G20 : la Russie juge illégale l'exclusion de l'Afrique du Sud par les USA

Un an après avoir présidé le G20, l’Afrique du Sud se retrouve écartée des travaux du forum sous la présidence américaine — une mise à l’écart que Moscou qualifie d’illégale. Denis Agafonov, sherpa russe au sein du G20 et chef du service d’expertise de la présidence russe, a affirmé le 2 juillet que cette exclusion devrait être réexaminée, selon des propos rapportés par Pravda.

Une exclusion contestée par Moscou

Les États-Unis assurent depuis cette année la présidence du G20, un an après que l’Afrique du Sud a elle-même dirigé le forum en 2025. Selon Agafonov, la décision de Washington de ne pas convier Pretoria aux événements organisés dans ce cadre « est illégale », et Moscou « attend qu’elle soit réexaminée ». Le sherpa russe a rappelé que toute décision touchant à la composition du G20 devait être adoptée par consensus entre les membres, et non de façon unilatérale par le pays hôte.

La Russie elle-même n’exclut pas de rencontrer des difficultés similaires pour sa propre participation aux travaux du G20 sous présidence américaine. Selon Agafonov, Moscou évaluera sa position au cas par cas, en fonction des décisions prises par les autorités américaines dans les mois précédant le sommet de décembre.

Un jugement nuancé sur la présidence américaine

Le sherpa russe a par ailleurs livré une appréciation contrastée du début de mandat américain à la tête du G20. Il a qualifié ce début de mandat d’« encourageant », tout en précisant que l’essentiel du travail restait à accomplir. Agafonov a également estimé que l’Europe demeurait surreprésentée au sein du groupe, une remarque qui rejoint les critiques récurrentes de Moscou sur l’équilibre des forces au sein des instances multilatérales.

Sur le fond, Moscou a salué la priorité accordée par Washington aux questions économiques dans l’agenda du G20, estimant que les priorités américaines convergeaient avec les intérêts russes, notamment dans le secteur de l’énergie. La question de savoir qui dirigera la délégation russe lors du sommet de décembre aux États-Unis n’a pas été tranchée ; elle dépendra, selon le sherpa, des modalités de préparation retenues par le pays hôte.
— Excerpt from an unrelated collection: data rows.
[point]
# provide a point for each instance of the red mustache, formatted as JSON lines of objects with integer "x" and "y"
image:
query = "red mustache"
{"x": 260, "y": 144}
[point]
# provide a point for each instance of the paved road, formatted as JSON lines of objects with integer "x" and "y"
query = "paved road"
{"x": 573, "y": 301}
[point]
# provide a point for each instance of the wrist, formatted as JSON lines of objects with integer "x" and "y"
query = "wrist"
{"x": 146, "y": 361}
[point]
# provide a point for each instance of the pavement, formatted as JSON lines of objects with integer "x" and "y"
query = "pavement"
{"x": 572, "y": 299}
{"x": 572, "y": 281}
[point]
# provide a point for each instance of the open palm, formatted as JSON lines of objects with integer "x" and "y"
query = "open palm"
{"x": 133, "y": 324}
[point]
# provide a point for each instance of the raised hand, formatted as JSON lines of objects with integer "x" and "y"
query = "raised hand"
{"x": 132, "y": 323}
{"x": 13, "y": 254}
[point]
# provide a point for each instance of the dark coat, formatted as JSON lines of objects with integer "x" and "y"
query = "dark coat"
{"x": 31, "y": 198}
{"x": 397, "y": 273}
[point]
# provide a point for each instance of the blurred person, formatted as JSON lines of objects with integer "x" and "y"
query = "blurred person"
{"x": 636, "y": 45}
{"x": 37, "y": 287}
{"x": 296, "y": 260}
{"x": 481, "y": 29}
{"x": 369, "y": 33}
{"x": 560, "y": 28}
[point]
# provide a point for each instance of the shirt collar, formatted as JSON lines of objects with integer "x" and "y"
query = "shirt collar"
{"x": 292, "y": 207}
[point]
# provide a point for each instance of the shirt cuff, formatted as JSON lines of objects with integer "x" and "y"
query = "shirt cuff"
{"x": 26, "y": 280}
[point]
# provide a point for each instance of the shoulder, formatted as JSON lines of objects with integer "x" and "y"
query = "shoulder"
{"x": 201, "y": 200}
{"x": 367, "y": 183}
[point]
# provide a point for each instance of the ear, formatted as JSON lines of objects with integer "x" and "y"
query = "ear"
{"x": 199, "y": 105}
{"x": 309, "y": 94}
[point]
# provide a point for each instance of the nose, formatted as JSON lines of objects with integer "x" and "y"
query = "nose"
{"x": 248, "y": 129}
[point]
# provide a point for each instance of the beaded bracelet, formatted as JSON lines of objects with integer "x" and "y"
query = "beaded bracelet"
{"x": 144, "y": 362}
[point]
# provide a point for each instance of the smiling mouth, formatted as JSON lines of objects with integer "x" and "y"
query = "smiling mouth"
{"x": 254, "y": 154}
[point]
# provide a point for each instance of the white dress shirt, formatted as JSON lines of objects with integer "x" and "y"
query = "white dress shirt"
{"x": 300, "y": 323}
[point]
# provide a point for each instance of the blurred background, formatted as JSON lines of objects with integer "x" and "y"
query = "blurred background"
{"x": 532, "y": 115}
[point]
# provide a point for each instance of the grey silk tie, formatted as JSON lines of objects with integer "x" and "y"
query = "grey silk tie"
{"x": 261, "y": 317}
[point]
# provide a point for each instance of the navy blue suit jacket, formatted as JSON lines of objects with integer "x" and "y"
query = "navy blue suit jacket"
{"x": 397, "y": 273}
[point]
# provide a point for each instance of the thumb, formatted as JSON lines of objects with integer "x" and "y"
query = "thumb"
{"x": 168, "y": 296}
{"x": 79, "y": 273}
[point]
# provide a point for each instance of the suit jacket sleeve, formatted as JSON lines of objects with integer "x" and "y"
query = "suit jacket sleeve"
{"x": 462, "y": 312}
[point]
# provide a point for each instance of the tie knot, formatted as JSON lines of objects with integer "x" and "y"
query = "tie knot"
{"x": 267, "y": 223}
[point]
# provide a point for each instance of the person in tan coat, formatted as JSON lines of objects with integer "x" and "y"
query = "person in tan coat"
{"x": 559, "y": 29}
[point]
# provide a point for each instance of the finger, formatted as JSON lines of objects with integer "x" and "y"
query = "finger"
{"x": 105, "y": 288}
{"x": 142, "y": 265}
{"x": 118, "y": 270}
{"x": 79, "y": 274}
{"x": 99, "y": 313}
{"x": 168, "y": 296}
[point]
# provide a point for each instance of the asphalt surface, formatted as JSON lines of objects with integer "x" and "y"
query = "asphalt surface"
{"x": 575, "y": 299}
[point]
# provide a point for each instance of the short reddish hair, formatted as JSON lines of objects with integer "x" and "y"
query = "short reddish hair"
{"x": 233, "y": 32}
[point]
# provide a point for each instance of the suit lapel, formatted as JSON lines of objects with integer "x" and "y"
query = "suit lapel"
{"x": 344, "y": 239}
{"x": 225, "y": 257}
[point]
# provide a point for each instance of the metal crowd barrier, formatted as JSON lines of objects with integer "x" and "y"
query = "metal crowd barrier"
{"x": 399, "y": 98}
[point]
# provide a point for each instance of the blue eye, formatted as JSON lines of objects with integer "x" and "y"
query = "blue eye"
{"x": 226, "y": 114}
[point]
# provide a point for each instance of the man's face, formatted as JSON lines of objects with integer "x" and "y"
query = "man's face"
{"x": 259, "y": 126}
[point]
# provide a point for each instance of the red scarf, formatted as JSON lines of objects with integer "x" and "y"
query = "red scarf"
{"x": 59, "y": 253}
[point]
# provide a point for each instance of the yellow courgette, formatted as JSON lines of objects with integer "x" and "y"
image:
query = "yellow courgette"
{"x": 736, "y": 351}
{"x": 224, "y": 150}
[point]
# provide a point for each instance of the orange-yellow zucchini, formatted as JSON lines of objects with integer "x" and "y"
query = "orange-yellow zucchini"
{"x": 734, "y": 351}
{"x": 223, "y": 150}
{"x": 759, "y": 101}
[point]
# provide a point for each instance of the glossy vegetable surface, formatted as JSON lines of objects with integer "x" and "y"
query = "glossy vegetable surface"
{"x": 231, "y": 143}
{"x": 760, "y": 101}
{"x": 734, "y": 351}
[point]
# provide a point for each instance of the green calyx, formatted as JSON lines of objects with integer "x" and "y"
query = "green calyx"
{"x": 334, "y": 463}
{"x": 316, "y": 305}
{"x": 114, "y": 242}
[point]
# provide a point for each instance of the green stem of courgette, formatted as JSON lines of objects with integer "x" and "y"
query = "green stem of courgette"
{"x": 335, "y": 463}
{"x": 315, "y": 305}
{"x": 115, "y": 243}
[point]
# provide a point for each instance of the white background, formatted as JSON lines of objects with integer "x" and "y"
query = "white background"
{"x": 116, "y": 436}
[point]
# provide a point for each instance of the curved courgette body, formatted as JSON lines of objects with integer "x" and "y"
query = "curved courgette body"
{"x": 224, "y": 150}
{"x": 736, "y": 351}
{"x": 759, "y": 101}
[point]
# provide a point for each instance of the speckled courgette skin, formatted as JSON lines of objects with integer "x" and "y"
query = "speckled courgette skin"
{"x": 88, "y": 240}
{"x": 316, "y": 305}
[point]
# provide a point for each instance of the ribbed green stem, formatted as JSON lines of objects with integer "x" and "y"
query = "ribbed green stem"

Un mandat renforcé pour le sherpa russe

Ces déclarations interviennent quelques semaines après que le président Vladimir Poutine a consolidé le rôle de Denis Agafonov dans le dossier du G20. Nommé sherpa en mai 2026 en remplacement de Svetlana Lukash, en poste depuis 2013, Agafonov a été désigné le 28 juin président d’une commission interministérielle chargée de coordonner la participation russe au forum, selon un décret présidentiel cité par TASS. Cette commission associe des représentants du Kremlin, de la diplomatie russe et de onze ministères, ainsi que la Banque centrale.

Le sommet des dirigeants du G20 est attendu en décembre aux États-Unis. La question de l’invitation sud-africaine, ainsi que la composition définitive des délégations, devraient être clarifiées dans les prochains mois, à mesure que se précisent les modalités d’organisation fixées par Washington.